3. Markalar sosyal medyayı ne için kullandıkları konusunda net olmalılar, her zaman olduğu gibi bir koltukta birden fazla karpuz taşınamıyor, odaklanmak şart. Marka sosyal medyayı ne için kullanıyor, amacınız bilinirliğini arttırmak mı, bir yeniliği duyurmak mı, sadakat yaratmak mı?
4. Buna paralel başarı ölçütleriniz de belirli olmalı. Başarıyı nasıl ölçeceksiniz, sadece “like” almak mıdır hedefiniz? Yaptıklarınızın markaya katkısını ortaya koyabilen ölçütleri belirlemek ve bunları hedefleyerek hareket etmek kritik.
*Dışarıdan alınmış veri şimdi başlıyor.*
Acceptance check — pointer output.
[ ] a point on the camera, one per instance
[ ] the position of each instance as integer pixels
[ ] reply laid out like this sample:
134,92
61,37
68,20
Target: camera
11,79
5. Gerçeklik bu formülün önemli parçalarından birisi. Söyledikleriniz insanların aklına değil kalplerine hitap etmeli. Sosyal medyada markanız insanlaşmalı. Siz sosyal medyada insanların arkadaşları, aileleri ile yarışıyorsunuz neredeyse. Buna değecek bir deneyim yaratmalısınız.
6. Tüm bunlar bir kere atılan adımlar değil, hiçbir şey yerinde durmuyor. Kiminle konuştuğunuzu analiz etmeyi sürdürmelisiniz, bu insanların ilgi alanlarını, ihtiyaçlarını dinlemeye devam etmelisiniz. Ve tüm bunların kesiştiği nokta ilgi çekici, alakalı içerik. Buna ulaşmanın tek yolu da dinlemek. Markayı takip etmeyi bırakan kişiler ile yapılan bir araştırma sıkıcı ve kendini tekrarlayan içeriği en önemli sebep olarak gösteriyor. Artık yeni şeyler söylemek lazım!
Yeni dünyanın yeni bir düzeni var!
• Tek bir ekibin yönetiminde, «dijital pazarlama» birimi şeklinde bir kurumlaşma işe yaramıyor. Modüler, esnek, geçirgen ekiplere sahip ol!
• Sadece ismini seslenenlere bakmak yetmez, daha çok dinle!
• Hedefe odaklan ve hedefe uzaklığını nasıl ölçeceğini belirle.
• İnsan ol! Sanal dünyadan bahsediyor olabiliriz ama bu dünyada «insanlar» konuşuyor, kim konuşuyorsa insanlarla aynı platformda olduğunu bilmeli ve buna göre hareket etmeli.
• Yaratmaya çalıştığın deneyimler de senin ürünlerin. İlgi çekici, alakalı içerik üret!